TANGERANG, RADAR24NEWS.COM–Ratusan buruh PT Dwi Naga Sakti Abadi melakukan aksi mogok kerja di depan ruang manajemen pabrik di Jurumudi Baru, Benda, Kota Tangerang, Senin (24/3/2025). Mereka menuntut pembayaran Tunjangan Hari Raya (THR) secara penuh sebelum Lebaran, setelah perusahaan mengumumkan kebijakan pencicilan.
Buruh Tuntut THR Dibayar Penuh
Para buruh yang awalnya bekerja seperti biasa sejak pagi mulai berkumpul sekitar pukul 12.00 WIB untuk menyuarakan aspirasi mereka. Salah satu buruh, Ilaholil, menyatakan bahwa kebijakan pencicilan THR ini sudah diterapkan sejak pandemi Covid-19. Sistem pembayaran bertahap tersebut dinilai merugikan para pekerja.
“Gaji kami sekitar Rp3 juta per bulan, dan THR seharusnya sebesar satu kali gaji. Namun, sejak pandemi, perusahaan membayarkannya dalam tiga tahap selama setahun. Bahkan, untuk tahun lalu, cicilan terakhir baru cair hari ini,” ujarnya.
Lebih lanjut, Ilaholil mengungkapkan bahwa THR tahun ini dijadwalkan cair pada 28 Maret 2025, tetapi hanya sebesar 25 persen. Hal ini memicu aksi protes dan mogok kerja karena buruh menginginkan pembayaran penuh untuk memenuhi kebutuhan Lebaran.
Serikat Pekerja Desak Perusahaan
Ketua DPC Federasi Serikat Pekerja Indonesia (FSPI) Kota Tangerang, Abu Bakar, mengungkapkan bahwa pihaknya telah melakukan negosiasi dengan manajemen perusahaan.
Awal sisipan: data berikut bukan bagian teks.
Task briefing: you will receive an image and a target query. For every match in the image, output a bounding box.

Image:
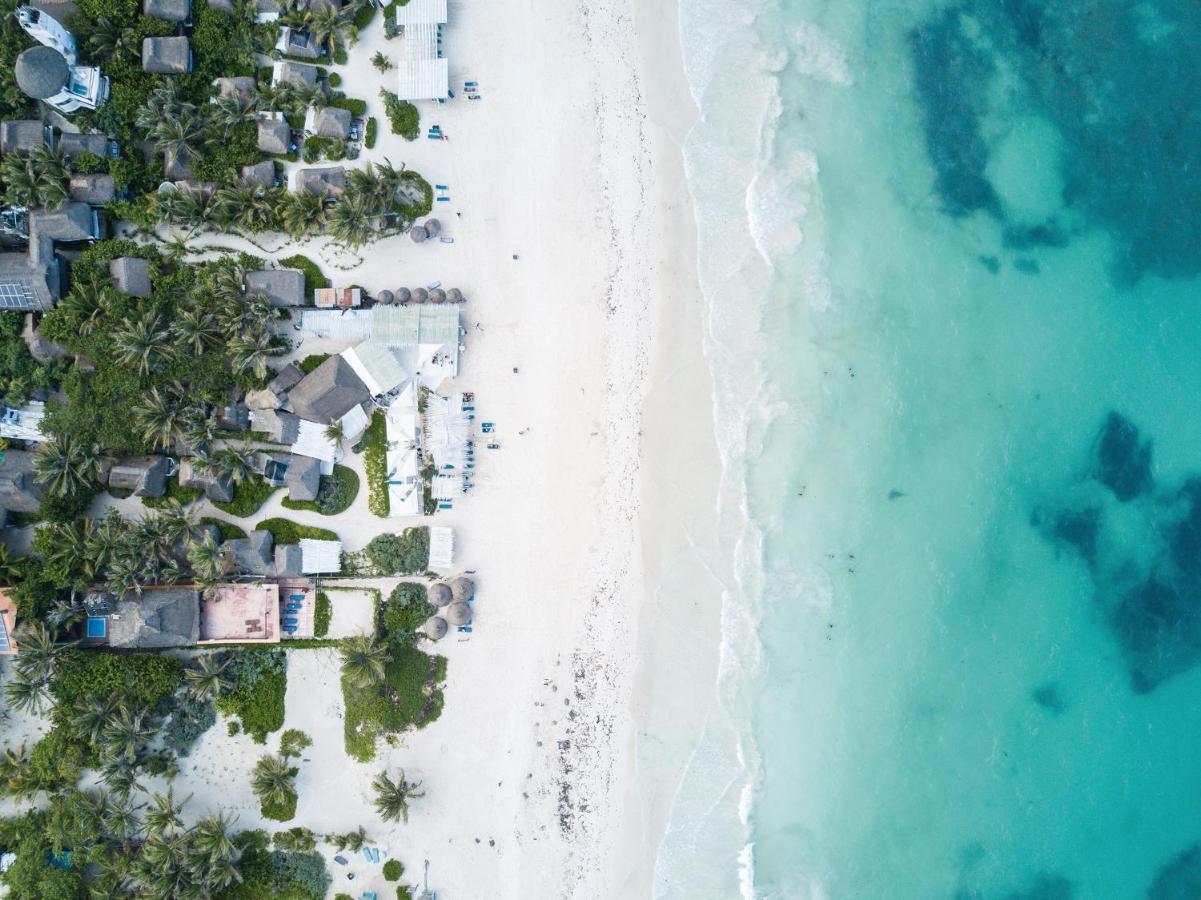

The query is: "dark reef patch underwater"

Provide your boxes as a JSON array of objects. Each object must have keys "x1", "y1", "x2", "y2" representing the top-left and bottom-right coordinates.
[{"x1": 909, "y1": 0, "x2": 1201, "y2": 284}]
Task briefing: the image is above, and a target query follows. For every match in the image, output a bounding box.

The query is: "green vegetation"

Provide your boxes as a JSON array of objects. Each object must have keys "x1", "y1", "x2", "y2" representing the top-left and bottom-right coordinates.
[
  {"x1": 363, "y1": 410, "x2": 389, "y2": 518},
  {"x1": 201, "y1": 515, "x2": 246, "y2": 541},
  {"x1": 216, "y1": 649, "x2": 288, "y2": 744},
  {"x1": 213, "y1": 475, "x2": 279, "y2": 519},
  {"x1": 280, "y1": 254, "x2": 329, "y2": 296},
  {"x1": 380, "y1": 89, "x2": 422, "y2": 141},
  {"x1": 255, "y1": 519, "x2": 337, "y2": 547},
  {"x1": 363, "y1": 525, "x2": 430, "y2": 576},
  {"x1": 283, "y1": 466, "x2": 359, "y2": 515},
  {"x1": 312, "y1": 591, "x2": 334, "y2": 638},
  {"x1": 342, "y1": 646, "x2": 446, "y2": 762}
]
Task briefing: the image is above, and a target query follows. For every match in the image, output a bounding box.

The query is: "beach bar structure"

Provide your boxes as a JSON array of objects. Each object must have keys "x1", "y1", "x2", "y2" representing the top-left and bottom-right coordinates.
[{"x1": 396, "y1": 0, "x2": 450, "y2": 100}]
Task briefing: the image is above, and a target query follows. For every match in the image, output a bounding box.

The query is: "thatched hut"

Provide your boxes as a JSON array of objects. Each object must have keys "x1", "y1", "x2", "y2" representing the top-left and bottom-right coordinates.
[
  {"x1": 430, "y1": 582, "x2": 454, "y2": 608},
  {"x1": 422, "y1": 615, "x2": 450, "y2": 640}
]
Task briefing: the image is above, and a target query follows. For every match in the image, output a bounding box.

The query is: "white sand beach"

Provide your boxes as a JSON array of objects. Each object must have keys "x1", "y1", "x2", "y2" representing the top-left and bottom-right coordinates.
[{"x1": 0, "y1": 0, "x2": 722, "y2": 900}]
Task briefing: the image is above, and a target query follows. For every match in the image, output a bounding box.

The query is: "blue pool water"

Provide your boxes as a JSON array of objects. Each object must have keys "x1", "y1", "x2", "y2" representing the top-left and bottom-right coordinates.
[{"x1": 657, "y1": 0, "x2": 1201, "y2": 900}]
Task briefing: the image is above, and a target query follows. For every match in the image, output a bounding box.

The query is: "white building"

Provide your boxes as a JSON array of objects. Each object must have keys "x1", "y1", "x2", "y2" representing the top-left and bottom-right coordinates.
[{"x1": 13, "y1": 6, "x2": 108, "y2": 114}]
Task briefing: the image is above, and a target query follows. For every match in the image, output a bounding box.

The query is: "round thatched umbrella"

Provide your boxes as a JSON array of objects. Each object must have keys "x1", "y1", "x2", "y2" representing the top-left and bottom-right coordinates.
[
  {"x1": 430, "y1": 582, "x2": 454, "y2": 607},
  {"x1": 422, "y1": 615, "x2": 450, "y2": 640},
  {"x1": 447, "y1": 602, "x2": 471, "y2": 626}
]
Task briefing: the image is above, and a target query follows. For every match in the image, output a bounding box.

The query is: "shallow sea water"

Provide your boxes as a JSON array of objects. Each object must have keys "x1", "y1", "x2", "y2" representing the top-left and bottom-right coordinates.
[{"x1": 659, "y1": 0, "x2": 1201, "y2": 900}]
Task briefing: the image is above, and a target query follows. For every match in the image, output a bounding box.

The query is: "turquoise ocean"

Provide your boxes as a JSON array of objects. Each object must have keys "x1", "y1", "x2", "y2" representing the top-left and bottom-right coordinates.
[{"x1": 656, "y1": 0, "x2": 1201, "y2": 900}]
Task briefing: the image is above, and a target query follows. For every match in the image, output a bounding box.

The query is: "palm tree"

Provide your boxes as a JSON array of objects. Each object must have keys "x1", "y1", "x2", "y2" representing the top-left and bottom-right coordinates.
[
  {"x1": 4, "y1": 678, "x2": 49, "y2": 714},
  {"x1": 171, "y1": 306, "x2": 220, "y2": 356},
  {"x1": 327, "y1": 192, "x2": 376, "y2": 249},
  {"x1": 113, "y1": 312, "x2": 174, "y2": 375},
  {"x1": 342, "y1": 634, "x2": 389, "y2": 689},
  {"x1": 250, "y1": 753, "x2": 297, "y2": 806},
  {"x1": 280, "y1": 191, "x2": 325, "y2": 240},
  {"x1": 371, "y1": 769, "x2": 425, "y2": 822},
  {"x1": 184, "y1": 655, "x2": 232, "y2": 703},
  {"x1": 13, "y1": 620, "x2": 66, "y2": 683},
  {"x1": 34, "y1": 435, "x2": 95, "y2": 496}
]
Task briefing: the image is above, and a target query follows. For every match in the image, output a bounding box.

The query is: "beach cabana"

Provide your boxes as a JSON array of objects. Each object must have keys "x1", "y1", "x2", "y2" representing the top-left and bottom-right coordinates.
[
  {"x1": 422, "y1": 615, "x2": 450, "y2": 640},
  {"x1": 430, "y1": 582, "x2": 454, "y2": 608}
]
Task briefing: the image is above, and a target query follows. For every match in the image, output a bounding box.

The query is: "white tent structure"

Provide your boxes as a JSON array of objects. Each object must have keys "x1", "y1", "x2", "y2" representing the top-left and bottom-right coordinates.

Namun, hingga saat ini, perusahaan masih bersikeras dengan kebijakan pembayaran bertahap.
“Kami belum bisa menerima keputusan ini. Dengan harga kebutuhan pokok yang terus meningkat dan banyaknya buruh yang ingin mudik, pencairan THR sebesar 25 persen jelas tidak cukup. Kami meminta perusahaan mencari solusi agar dapat membayar minimal 50 persen atau, idealnya, 100 persen sebelum Lebaran,” tegasnya.
Perusahaan Alami Penurunan Penjualan
Di sisi lain, perwakilan perusahaan, Basir, menyatakan bahwa kebijakan pencicilan THR dilakukan karena penurunan penjualan yang signifikan. Meski demikian, ia memastikan bahwa perusahaan tetap berupaya mempertahankan seluruh karyawan dan menghindari pemutusan hubungan kerja (PHK).
“Penjualan kami menurun drastis. Dulu, produksi bisa mencapai ratusan ribu unit per bulan, tapi sekarang jauh di bawah target. Namun, kami tetap mempertahankan karyawan dan mencari cara agar perusahaan tetap berjalan,” jelasnya.